本人が来ているのだから本人に間違いないのですが、お金を払い出したり書類を出したりする側からすると心配になるのでしょうね。
田舎の郵便局なんかだと、長い付き合いで窓口に来ている人が誰だかすぐにわかりますよね。
「あ、こんにちは!○○さん!」
と返事をした窓口の担当者の方が途端に変わってしまいます。
「いや、決まりなんで仕方がないんですよ、何か本人を証明する書類をお持ちですか」
て、不思議な話だと思いませんか?
つまりここにいる「本人」より何かの「記号や番号」が本人に成り代わってしまうのです。
余りに経済性、合理性、効率性を追い求めるとこうなっちゃうんです。
例えば私について考えてみます。
私しか知らない過去の記憶や私の感性、私の感情、知識、長所や短所や怒りや悲しみ、「私」という人間に付属する多種多様なすべてのものを含めて私という「本人」ですよね。
つまり私は「いびつな多面体」というわけです。
しかしこのような人格を番号やQRコードなどの記号に変化させたとき、私という多面体は一体どうなるのでしょうか?
現代風にコンピューター的に考えればこれらは『noise』(雑音)として扱われてしまう可能性があります。
以前のブログにも音楽鑑賞する際、CDとライブは何が違うかと書いたことがあります。
端的に言えば、人間は五感を持っていてその全てで「音楽」を雑音も含めて体感できるからライブが必要なのです。
『noise』を削ぎ落としてとしていく事は、少し難しい話になりますが人間と自然との乖離を大きくしてしまうことになります。

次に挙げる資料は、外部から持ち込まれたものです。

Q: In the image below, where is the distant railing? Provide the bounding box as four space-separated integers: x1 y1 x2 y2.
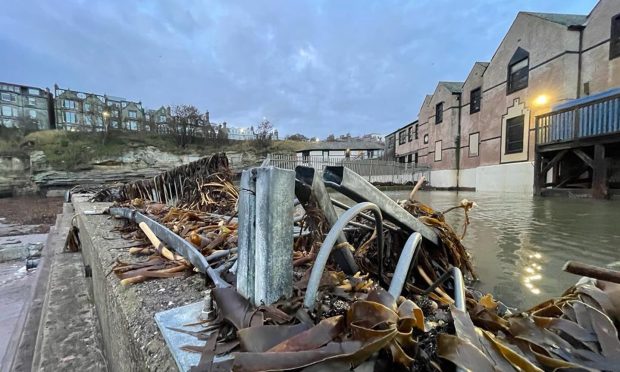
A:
536 92 620 146
269 154 430 185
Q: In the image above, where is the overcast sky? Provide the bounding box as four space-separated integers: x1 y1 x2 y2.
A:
1 0 597 137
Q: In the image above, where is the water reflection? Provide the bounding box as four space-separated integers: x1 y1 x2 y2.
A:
381 190 620 310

例えば会社なんかでも、同じ部屋で同じ部署にいるのに直接話さない。
人間という生き物から考えればこれは不自然ですよね。
すぐそばにいるのにメールでやりとりをすることなんてしょっちゅうです。
この時点で既に「人間」そのものがnoiseとなっている可能性があります。
必要なのはメールであってその人物ではないのです。
なので反対に、経済性・合理性・効率性を最も求めてはいけないのが教育であるともいえます。
指揮者のレナード・バーンスタインがあるインタビューでこう答えていました。
バーンスタインの教え子たちが素晴らしい音楽家に育っているというアナウンスがありそのコツを教えて欲しいというわけです。
それに対してバーンスタインは
「例えばあなたが花の種を植えたとしましょう。肥料をあげ水をやりお日様に当ててしばらくすると小さな芽が出ました。あなたは早く大きくしようとその花の芽を引っ張りますか?」
と答えたのです。
人間自身も1つの自然です。
これからますますその「自然」を大切にしなければならない時代に入ってこようとしています。